Roanoke Times Copyright (c) 1995, Landmark Communications, Inc. DATE: THURSDAY, April 11, 1991 TAG: 9104110261 SECTION: NATIONAL/INTERNATIONAL PAGE: A-5 EDITION: METRO SOURCE: The New York Times DATELINE: WASHINGTON LENGTH: Medium
In a draft of its final report, the panel of 15 experts says that FDA laboratories and equipment are in abysmal condition, that some food factories are inspected only once every eight years and that the agency no longer has adequate scientific ability to evaluate new drugs, much less to keep up with "revolutionary advances occurring in the biological and medical sciences."
The report says many of the FDA's problems can be traced to its relatively lowly status in the federal hierarchy: It is one of many agencies in the Public Health Service, all of which report to an assistant secretary at the Department of Health and Human Services.
The commission is urging that the FDA be granted independent status within the Department of Health and Human Services, a move that would allow the FDA commissioner greater authority to issue regulations and enforce them.
The draft report says the agency needs additional staff and equipment to perform its mission properly, but the report does not specify the cost. Nor does it say whether the government should levy a fee on food and drug companies to augment the agency's budget, as the Bush administration has proposed.

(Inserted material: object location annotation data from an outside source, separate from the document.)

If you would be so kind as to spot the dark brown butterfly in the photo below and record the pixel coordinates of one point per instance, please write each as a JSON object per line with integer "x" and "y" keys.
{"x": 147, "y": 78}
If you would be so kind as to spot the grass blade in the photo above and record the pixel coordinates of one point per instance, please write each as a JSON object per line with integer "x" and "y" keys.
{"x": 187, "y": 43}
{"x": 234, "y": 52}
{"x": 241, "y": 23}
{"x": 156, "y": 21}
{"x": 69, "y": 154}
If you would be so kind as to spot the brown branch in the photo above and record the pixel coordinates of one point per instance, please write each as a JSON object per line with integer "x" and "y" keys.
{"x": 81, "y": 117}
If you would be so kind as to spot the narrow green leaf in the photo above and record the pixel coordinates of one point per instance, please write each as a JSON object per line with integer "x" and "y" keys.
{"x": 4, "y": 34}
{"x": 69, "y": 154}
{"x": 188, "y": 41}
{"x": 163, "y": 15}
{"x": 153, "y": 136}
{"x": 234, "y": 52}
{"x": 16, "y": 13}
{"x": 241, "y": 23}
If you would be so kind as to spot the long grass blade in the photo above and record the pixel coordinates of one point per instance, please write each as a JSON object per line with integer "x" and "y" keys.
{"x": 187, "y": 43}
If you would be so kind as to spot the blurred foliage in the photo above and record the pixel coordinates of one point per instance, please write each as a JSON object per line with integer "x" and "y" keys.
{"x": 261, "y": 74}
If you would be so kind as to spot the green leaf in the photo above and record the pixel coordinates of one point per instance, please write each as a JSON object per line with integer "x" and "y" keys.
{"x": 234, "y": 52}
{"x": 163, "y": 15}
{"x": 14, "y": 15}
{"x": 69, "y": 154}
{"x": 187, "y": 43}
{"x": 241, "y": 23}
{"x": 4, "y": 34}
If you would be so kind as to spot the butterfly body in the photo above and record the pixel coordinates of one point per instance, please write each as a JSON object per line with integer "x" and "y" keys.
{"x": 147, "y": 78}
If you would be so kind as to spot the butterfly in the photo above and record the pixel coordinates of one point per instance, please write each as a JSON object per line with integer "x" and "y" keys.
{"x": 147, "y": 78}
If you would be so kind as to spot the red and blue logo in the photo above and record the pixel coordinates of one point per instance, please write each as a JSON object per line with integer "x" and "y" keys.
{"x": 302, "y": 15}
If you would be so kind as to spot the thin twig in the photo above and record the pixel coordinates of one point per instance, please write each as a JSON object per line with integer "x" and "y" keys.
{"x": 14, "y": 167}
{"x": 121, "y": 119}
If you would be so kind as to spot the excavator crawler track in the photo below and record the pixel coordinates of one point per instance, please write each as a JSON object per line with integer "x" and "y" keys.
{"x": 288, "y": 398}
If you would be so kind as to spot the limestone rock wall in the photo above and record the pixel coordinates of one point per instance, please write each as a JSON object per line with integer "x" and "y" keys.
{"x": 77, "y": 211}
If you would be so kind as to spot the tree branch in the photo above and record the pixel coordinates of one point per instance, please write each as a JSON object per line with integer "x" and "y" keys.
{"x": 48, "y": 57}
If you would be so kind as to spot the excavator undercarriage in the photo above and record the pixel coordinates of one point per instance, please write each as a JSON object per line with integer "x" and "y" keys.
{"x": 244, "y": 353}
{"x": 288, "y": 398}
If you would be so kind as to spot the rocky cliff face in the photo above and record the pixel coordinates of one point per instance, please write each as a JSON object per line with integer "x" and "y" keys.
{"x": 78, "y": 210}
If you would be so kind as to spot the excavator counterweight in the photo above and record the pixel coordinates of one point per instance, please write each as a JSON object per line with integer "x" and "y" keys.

The administration supports efforts to increase the agency's law-enforcement powers but opposes removal of the agency from the Public Health Service, saying that would hinder its cooperation with other units of the service, like the Centers for Disease Control.
Dr. Louis Sullivan, secretary of the Department of Health and Human Services, has publicly denounced proposals to remove the FDA from his department, and he reportedly is also cool to the idea of removing it from the Public Health Service.
The agency is charged with regulating products that account for 25 cents of every dollar spent by American consumers - everything from soup to nuts, from suntan lotion to tomatoes and ice cream, from eyedrops and hearing aids to artificial heart valves, AIDS drugs and shampoo.